We had a very mild winter, and usage for nat gas was lighter than in virtually every recent season. Utilities' conversions to natural gas and conversions of trucks and other vehicles to natural gas have been slow, finding little political support despite the many advantages. Consequently, since the first of the year, we've seen storage greatly exceed the five-year average, and the fuel trades as low as under $2/mcf.
We know all that.
But look at the trajectories of the two lines now, entering the late summer and into the fourth quarter. Look carefully. That's right -- the current storage is quickly converging to the five-year average and looks like it will drop beneath that shaded area if the trends continue, by the end of the fourth quarter.
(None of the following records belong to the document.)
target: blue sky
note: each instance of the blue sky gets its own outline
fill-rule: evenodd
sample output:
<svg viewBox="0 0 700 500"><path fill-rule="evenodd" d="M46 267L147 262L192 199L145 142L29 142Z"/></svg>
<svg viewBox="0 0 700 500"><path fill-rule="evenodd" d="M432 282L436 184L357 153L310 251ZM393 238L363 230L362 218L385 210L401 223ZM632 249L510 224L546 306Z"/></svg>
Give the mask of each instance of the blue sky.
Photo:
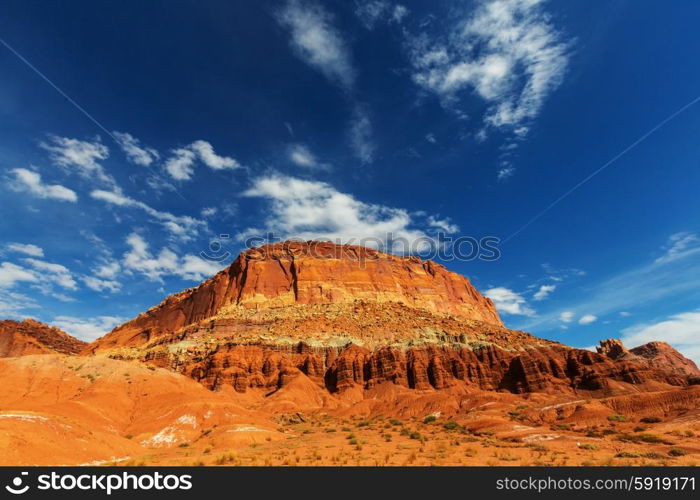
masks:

That because the big natural gas companies have had some limited success with sequestering of wells, led by Chesapeake Energy (CHK), which has begun to drop production. Some power conversions from coal to natural gas are about to be completed. But the biggest support for natural gas has come from the weather, a historic heat wave across the middle of the country that began in late June and has continued with little relief through July and, if forecasts are correct, into August. That has put unprecedented pressure on power grids to produce power for air conditioning, which is by far the single biggest user of natural gas.
The heat wave is quickly eating up the surplus of natural gas.
It's already having its effect on the price of natural gas, which now trades over $3.10/mcf and is, I believe, on its way to over $4 by sometime early in the fourth quarter. That's a doubling of price that is not yet reflected in any way in the dedicated natural-gas stocks. This makes nat-gas stocks not only the best value sector in energy but some of the best medium-term stocks to own in the entire S&P 500, in my view.
The names I will give you to buy and hold for the next several months will come as no surprise to regular readers, as my favorites in the space haven't changed at all. They include Encana (ECA), Ultra Petroleum (UPL), Devon Energy (DVN), Exco Resources (XCO) and SandRidge Energy (SD). Don't be fooled particularly by Encana -- every piece of news of the Michigan price-fixing scandal that drops its stock is an opportunity to buy, just like the rest of these names.
There's still value in the energy space -- in natural gas.